Statistical testing substantiates these findings: the t-test yields a statistic of 6.46, considerably higher than the critical value (0.96), and leads to rejection of the null hypothesis, confirming that the mean error is significantly different from zero. The F-test result (0.89) compared to critical upper and lower bounds further confirms that the variance of errors remains stable, suggesting consistent performance across multiple realizations. As a result, the framework can be considered robust to moderate fluctuations in k, though the rejection of the zero-mean error hypothesis implies that further calibration or refinement may still be required for highly accurate real-plant replication.
A further limitation is the lack of experimental validation. Access to plant-level operational data is still pending, which prevents calibration of the hydraulic network and comparison of the simulation against measured flows, pressures, and power consumption.

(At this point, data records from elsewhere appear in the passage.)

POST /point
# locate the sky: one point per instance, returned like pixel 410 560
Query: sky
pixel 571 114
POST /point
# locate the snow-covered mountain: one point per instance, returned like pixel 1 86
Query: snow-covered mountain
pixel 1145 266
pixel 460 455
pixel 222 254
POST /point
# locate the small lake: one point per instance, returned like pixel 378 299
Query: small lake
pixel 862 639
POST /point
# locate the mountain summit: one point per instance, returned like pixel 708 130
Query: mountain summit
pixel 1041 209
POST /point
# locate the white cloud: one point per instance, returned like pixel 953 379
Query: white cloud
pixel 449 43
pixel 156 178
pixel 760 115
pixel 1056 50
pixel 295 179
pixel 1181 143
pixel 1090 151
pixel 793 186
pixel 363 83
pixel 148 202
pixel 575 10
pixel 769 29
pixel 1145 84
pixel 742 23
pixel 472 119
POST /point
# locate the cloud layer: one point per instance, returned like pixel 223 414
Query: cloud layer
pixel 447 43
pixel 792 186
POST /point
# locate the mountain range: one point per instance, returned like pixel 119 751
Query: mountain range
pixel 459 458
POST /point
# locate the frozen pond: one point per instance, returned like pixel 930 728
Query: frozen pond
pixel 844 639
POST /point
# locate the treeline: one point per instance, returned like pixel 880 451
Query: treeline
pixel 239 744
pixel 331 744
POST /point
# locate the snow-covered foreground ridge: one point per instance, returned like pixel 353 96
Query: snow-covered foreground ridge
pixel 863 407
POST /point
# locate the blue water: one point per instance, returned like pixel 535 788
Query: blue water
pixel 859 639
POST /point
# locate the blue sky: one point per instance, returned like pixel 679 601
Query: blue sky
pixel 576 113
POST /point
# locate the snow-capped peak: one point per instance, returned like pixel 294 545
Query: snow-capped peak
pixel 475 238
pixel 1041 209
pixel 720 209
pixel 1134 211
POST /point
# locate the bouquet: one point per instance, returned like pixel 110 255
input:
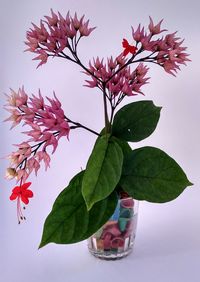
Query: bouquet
pixel 113 168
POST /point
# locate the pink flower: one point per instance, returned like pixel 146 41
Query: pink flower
pixel 47 123
pixel 21 193
pixel 10 173
pixel 17 99
pixel 55 34
pixel 15 117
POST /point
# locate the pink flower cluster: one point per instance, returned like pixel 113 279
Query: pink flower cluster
pixel 118 82
pixel 166 51
pixel 55 34
pixel 48 124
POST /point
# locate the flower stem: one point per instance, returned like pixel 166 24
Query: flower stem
pixel 107 123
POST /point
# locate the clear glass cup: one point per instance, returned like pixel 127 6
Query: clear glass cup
pixel 115 239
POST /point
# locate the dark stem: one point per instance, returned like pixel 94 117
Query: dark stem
pixel 79 125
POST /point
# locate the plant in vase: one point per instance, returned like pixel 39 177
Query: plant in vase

An essential next step would be to calibrate the
k coefficient and, where possible, replace it with branch-specific loss coefficients derived from the measurements. While a specific calibration protocol is not yet established due to current data limitations, future work would involve collaboration with the plant operators to collect datasets with appropriate sampling frequencies and measurement resolutions. Thus, the calibration protocol would include iterative tuning of the loss coefficients to better capture the hydraulic resistance characteristics in different branches, complemented by comprehensive sensitivity analyses to prioritize influential parameters. Such calibration could allow the framework to evolve from a vendor data-driven simulation to a validated simulation of the real facility [
27].
Regional and national differences in wastewater treatment simulation frameworks arise from differences in regulatory requirements, infrastructure configurations, energy costs, environmental conditions, operational protocols, and influent characteristics; underscoring the necessity of adaptable frameworks [
8]. However, the proposed system is inherently modular and designed for calibration and validation against site-specific datasets, enabling tailored adjustment of critical components, such as blower performance curves, hydraulic network representations, operational constraints, and demand profiles. This makes it easier to align with diverse regional and national conditions, thereby enhancing its applicability and robustness across varied operational settings.
Despite these constraints, the comparative study of GS and SBO remains informative. GS offers an exhaustive baseline that identifies near-optimal points in simple cases but scales poorly as the number of blowers or grid resolution grows. SBO, by contrast, consistently achieved similar or better energy-saving outcomes with far fewer evaluations and much shorter runtimes. Its ability to sample the decision space adaptively rather than exhaustively enabled it to find smoother and more efficient operating trajectories [
26].
The significant reduction in computational effort with Safe Bayesian Optimization (SBO) enables its integration into supervisory control systems where frequent re-optimization is necessary, such as during diurnal demand changes or variable blower availability. SBO’s ability to converge within seconds allows direct embedding into existing SCADA and PLC infrastructure, facilitating near-real-time adjustments of blower speeds and airflow distribution with minimal computational load. This responsiveness supports a more agile, data-driven equipment-level optimization that can dynamically complement traditional dissolved oxygen control strategies, enhancing both operational efficiency and energy savings in wastewater treatment plants.